Eles saíram do Ibama na seqüência da crise do licenciamento das Hidrelétricas do rio Madeira. Segundo Freitas, quase todos os órgãos ambientais do país, incluindo o Ibama, estão acabando com as diretorias de qualidade.
Agenda Marrom
Falando sobre “Gestão das águas: interfaces com o licenciamento e a qualidade ambiental”, Freitas contou que a qualidade no Ibama é conhecida como a Agenda Marrom, aquela que lida com poluição das águas, do ar, com substâncias perigosas e resíduos tóxicos.
Este é o setor que nos órgãos ambientais realiza o trabalho de medir, aferir e monitorar os recursos naturais. Trabalho que ainda é feito, mas sem receber importância, de forma precária, sem equipamentos e sem o pessoal necessários, disse Freitas.
“Estamos próximos de um cenário em que a disponibilidade da água será menor que a demanda”, alertou, acrescentando que “hoje se fala muito da escassez, mas pouco se fala da qualidade da água de acordo com o uso”.
Ele destacou o fato de que no litoral gaúcho quase não se vê mais placas de praias interditadas, sinal de que não está havendo monitoramento, pois a população e os veranistas aumentaram muito e não houve investimentos em tratamentos de esgotos.
Licenciamentos
Segundo Luiz Felippe Kunz, numa diretoria de licenciamento ambiental como no Ibama, a demanda e a pressão dos grandes empreendedores e do governo é tão grande que não permite o acompanhamento da questão da qualidade ambiental.
Ele viveu isso na pele, quando foi diretor de licenciamento em Brasília. Em função da pressa pela aceleração do crescimento, sobrava no máximo dois por cento do tempo para tratar da qualidade ambiental, relatou.
Além disso, há uma enorme falta de conhecimento sobre os recursos naturais do Brasil, já que existem estudos acadêmicos mas falta pesquisa aplicada.
“Sem conhecimento dos impactos não tem como haver qualidade no licenciamento ambiental. É estranho como se fala tanto de meio ambiente mas pouco se age; a ação que pedem de quem deve cuidar do meio ambiente é que não se cuide, há uma pressão dos grandes empreendedores e do governo sobre o Ibama”, desabafou.
Rio Madeira
Luiz Felippe citou o caso do licenciamento das hidrelétricas do rio Madeira, onde era exigida agilidade no licenciamento quando não existia sequer pesquisa básica sobre a região.
Num primeiro levantamento, além do famoso bagre, foram descobertas outras espécies que nunca antes tinham sido identificadas, sem contar cerca de 10 mil pessoas que dependem da pesca na área a ser inundada.
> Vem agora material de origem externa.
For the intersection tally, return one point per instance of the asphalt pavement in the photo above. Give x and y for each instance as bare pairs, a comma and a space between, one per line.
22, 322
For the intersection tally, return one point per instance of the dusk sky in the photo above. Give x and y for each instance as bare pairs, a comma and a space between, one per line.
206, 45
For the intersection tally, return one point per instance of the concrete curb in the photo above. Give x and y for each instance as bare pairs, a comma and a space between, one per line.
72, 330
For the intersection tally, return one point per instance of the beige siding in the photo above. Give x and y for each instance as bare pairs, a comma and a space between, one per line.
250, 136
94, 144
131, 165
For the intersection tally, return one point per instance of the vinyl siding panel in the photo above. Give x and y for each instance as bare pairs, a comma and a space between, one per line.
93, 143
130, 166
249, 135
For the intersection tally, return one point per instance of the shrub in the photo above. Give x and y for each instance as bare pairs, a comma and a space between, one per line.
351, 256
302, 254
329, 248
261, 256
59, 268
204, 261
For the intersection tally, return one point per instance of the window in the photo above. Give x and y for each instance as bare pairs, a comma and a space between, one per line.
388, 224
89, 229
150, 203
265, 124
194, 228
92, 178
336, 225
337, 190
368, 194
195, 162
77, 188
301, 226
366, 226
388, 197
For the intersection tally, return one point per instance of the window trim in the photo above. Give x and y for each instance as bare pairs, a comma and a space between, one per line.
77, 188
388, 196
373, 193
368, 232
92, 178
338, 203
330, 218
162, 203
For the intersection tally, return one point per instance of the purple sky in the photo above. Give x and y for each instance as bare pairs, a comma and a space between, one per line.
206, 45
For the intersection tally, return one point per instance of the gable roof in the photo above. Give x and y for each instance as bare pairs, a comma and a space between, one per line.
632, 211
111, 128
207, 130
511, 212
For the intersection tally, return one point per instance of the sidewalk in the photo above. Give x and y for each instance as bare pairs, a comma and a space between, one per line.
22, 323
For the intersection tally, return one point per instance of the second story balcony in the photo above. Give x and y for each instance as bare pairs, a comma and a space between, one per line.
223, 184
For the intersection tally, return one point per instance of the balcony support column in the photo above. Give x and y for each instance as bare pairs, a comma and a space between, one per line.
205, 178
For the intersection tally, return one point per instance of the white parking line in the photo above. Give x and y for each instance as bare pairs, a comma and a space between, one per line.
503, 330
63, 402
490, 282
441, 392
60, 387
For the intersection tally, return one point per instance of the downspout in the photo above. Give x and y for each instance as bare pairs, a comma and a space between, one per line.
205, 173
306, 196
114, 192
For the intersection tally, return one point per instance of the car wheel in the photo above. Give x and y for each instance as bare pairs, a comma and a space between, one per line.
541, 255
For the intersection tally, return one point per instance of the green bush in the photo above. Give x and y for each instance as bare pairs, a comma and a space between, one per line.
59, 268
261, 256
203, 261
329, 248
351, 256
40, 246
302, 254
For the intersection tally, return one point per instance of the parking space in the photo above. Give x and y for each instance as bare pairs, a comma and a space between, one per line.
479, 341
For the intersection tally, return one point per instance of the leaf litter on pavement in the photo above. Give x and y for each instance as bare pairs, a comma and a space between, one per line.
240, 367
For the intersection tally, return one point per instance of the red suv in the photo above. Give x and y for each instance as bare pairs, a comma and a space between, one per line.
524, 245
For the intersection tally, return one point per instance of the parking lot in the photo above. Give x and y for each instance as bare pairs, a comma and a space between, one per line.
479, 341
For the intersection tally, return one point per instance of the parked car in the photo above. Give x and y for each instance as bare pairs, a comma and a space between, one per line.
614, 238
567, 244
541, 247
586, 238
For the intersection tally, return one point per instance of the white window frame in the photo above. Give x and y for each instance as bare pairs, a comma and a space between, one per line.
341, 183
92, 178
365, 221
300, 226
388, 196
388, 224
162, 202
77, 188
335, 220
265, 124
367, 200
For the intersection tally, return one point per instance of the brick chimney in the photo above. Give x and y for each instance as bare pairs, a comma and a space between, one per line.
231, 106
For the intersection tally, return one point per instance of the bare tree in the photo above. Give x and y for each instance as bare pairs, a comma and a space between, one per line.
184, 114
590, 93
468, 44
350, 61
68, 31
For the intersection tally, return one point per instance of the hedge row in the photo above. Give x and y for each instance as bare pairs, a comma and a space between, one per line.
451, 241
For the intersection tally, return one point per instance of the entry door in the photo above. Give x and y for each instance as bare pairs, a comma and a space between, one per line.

Revelou também que o Madeira é responsável por 50% dos sedimentos na foz do Amazonas, com impacto até o Oceano Atlântico, outra questão de difícil avaliação.
“Não tem como ser rápido numa obra dessas , sem conhecimento da área é impossível”, disse Luiz Felipe. “As decisões acabam sendo políticas e não podem ser tomadas por um técnico que não tem mandato político para isso”, completou.
Ambos acrescentaram que o licenciamento ambiental é a única área em que a população ainda pode (tentar) interferir numa decisão governamental, inclusive com realização de audiência pública. O restante, como política energética, continua sendo decidido em gabinetes fechados.
Terças Ecológicas
Na abertura do evento, a coordenadora do Núcleo de Ecojornalistas do Rio Grande do Sul, Ilza Girardi, anunciou que as Terças Ecológicas estão sendo retomadas, voltam a acontecer uma vez por mês, sempre com especialistas em determinada área dos temas ambientais.
Também anunciou o lançamento em breve do livro “Jornalismo Ambiental: Desafios e Reflexões”, editado pelo Núcleo, e que estão abertas as inscrições para novos associados do NEJ/RS.
“O Núcleo completou 18 anos em 2008, como uma ONG ecológica de jornalismo, com a proposta firme de defender a vida e a sustentabilidade no planeta, com o compromisso de transmitir uma informação de qualidade através da EcoAgência, do programa Sintonia da Terra e dos nossos eventos”, disse a coordenadora.